If your water softener is more than 15 years old, replacing it with a newer, salt-efficient model could reduce the saline taste while producing equally soft water.
If you drink from a public water source, your local water supplier can tell you if chloride or sulfate levels are high. If your municipal or private water source is naturally high in chloride or sulfates, investing in a water filtration system is a simple solution for salty water.
Testing Salty Water
Don’t wonder “why does my water taste salty?” Find out for sure by doing a water test. You can check for sodium, chloride and sulfates exclusively, but we recommend comprehensive testing. The presence of these contaminants can signal broader water quality issues.
The testing process couldn’t be easier. Bring a cold water sample to a local lab or purchase a test kit online. We like SimpleLab’s Tap Score test kit because it’s accurate, affordable and straightforward to use — they partner with the best laboratories nationwide.
Within weeks of mailing in a sample, you’ll get the results plus guidance on choosing a water filtration system. It’s like having a friend in the business.
Recommended Water Filters for Reducing Salty Taste
The best water treatment option for salty-tasting water is reverse osmosis. Activated carbon filters are excellent for removing chlorine but not chloride.
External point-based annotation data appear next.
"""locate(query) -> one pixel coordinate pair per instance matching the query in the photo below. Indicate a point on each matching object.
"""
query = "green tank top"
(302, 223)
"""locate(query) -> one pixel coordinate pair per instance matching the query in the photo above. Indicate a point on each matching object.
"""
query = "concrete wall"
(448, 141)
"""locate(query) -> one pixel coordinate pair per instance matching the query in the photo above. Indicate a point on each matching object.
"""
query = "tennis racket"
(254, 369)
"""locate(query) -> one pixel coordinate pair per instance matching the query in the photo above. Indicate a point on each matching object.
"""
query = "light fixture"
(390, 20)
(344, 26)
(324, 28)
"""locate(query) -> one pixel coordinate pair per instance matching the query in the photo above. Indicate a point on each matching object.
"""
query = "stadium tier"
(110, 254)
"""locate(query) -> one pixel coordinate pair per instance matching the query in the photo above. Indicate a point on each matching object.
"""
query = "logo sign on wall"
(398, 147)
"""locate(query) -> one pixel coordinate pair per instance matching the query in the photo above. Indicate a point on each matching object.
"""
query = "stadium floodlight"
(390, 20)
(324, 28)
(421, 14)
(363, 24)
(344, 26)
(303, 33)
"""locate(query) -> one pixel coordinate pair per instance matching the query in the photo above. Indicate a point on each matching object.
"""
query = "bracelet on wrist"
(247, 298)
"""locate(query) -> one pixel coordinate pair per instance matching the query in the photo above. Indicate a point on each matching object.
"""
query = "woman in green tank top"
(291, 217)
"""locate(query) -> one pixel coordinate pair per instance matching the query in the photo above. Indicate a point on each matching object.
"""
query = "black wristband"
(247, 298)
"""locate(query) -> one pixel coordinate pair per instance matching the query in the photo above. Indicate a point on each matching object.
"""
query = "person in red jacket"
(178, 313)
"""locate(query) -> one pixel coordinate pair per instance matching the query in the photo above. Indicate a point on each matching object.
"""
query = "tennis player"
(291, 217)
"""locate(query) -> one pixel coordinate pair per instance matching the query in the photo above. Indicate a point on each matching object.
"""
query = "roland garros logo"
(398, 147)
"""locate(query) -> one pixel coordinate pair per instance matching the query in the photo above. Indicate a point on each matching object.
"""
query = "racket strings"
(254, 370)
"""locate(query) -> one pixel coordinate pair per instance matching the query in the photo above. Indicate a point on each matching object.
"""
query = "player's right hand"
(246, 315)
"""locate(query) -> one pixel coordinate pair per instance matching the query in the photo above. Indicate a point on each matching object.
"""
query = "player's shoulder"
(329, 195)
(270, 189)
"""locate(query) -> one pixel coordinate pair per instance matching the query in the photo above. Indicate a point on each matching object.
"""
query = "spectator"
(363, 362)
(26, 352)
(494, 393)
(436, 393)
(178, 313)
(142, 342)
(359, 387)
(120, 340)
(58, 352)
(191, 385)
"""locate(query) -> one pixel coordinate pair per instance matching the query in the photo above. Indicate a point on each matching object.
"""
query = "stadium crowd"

A reverse osmosis filter virtually eliminates sodium, chloride, sulfates and other potentially harmful contaminants. Installed in the countertop or under the kitchen sink, it purifies water for drinking and cooking.
It’s the same advanced, budget-friendly technology water treatment plants use to remove 99 percent or more of hazardous substances from chemicals to heavy metals. Combine it with a whole-house carbon filter or a water softener to meet all of your water treatment needs.
Final Thoughts
Drinking clean water is essential for your health, so don’t compromise on safety. If your water tastes salty, you owe it to yourself to find out why.